Nannygate In A Vacuum

In case any of you have even the semblance of an actual life, then you haven't been following the fast-moving public evisceration of Helaine Olen. For those of you who hate clicking on links, I'll say that Olen wrote a piece in the Sunday style section of The New York Times yesterday about how she had to fire her nanny after her nanny revealed that she was doing a blog. This blog was a little about being a nanny but a lot about the extremely common experience of being young and overeducated in New York. Olen then, in the piece, admitted jealousy of this nanny named Tessy and now the whole thing has sprialled into one of those only-in-2005-stories.

Anyone who's trying to frame this incident as a scene from the class struggle is wrong. Tessy-nanny is not a person without options. If she blogs, that means she has education and access to technology. And it also means that she has access to a potential book contract. If she's in graduate school, that means that nannying is a means to an end, not the only way she can support herself. The odds are high that she is, at least originally, more or less of the same social class as her employer, just at a different point in life. She could be the first person from her remote Appalachian mountain village to go to graduate school, but I would doubt that.

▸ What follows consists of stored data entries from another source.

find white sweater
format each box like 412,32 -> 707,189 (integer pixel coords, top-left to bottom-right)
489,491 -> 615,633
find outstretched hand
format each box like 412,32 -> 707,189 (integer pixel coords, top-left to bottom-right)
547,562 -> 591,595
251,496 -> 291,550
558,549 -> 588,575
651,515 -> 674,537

The piece in the Times was dippy and poorly written. Perhaps the family was wrong to fire the nanny. But I've recently been raked hard over the coals for trying to write honestly about my family life, and I know that a lot of the criticism is unfair and unfounded, based on limited information. It is hard to give up your social life when you have kids. It is sobering to know that your days of sexual adventure are on the wane. It's not easy to face aging and mortality. This was by no means the best expression of these feelings. In fact, it was one of the worst. I would recommend a fine and challenging novel, We Have To Talk About Kevin by Lionel Shriver, book number 31 on my list, if you want a subtler and more detailed look at these issues. But just because a woman admits that she was sexually jealous of her nanny doesn't mean she's a class criminal, or a thought criminal, or any kind of a criminal.

These are shit times to have a kid, even if you're supposedly "doing well." I earn more than my father did at my age, yet he somehow managed to put three kids through college and also raise them in one of the best neighborhoods in the country. I'm struggling to raise one kid in a neighborhood two blocks from the Interstate and one block from a day-labor center on a street that serves mainly as a cut-through for beer trucks making delivieries to the several liquor stores within walking distance to my house. This isn't because I have trouble managing my money. It's because there is no support for middle-class families in this country, no health-care support, no child-care support, certainly no tax relief, and a housing market that's creating rapid downward mobility.

I wish I had problems as salacious and hilarious as having to fire my hot nanny because she was blogging about her underwear. I wish I could afford a nanny, or even a Saturday-night babysitter, at all. But this story (and the ludicrously voluminous response it brought about, including this post) is another snapshot from the wearying battleground that child-rearing has become in this country.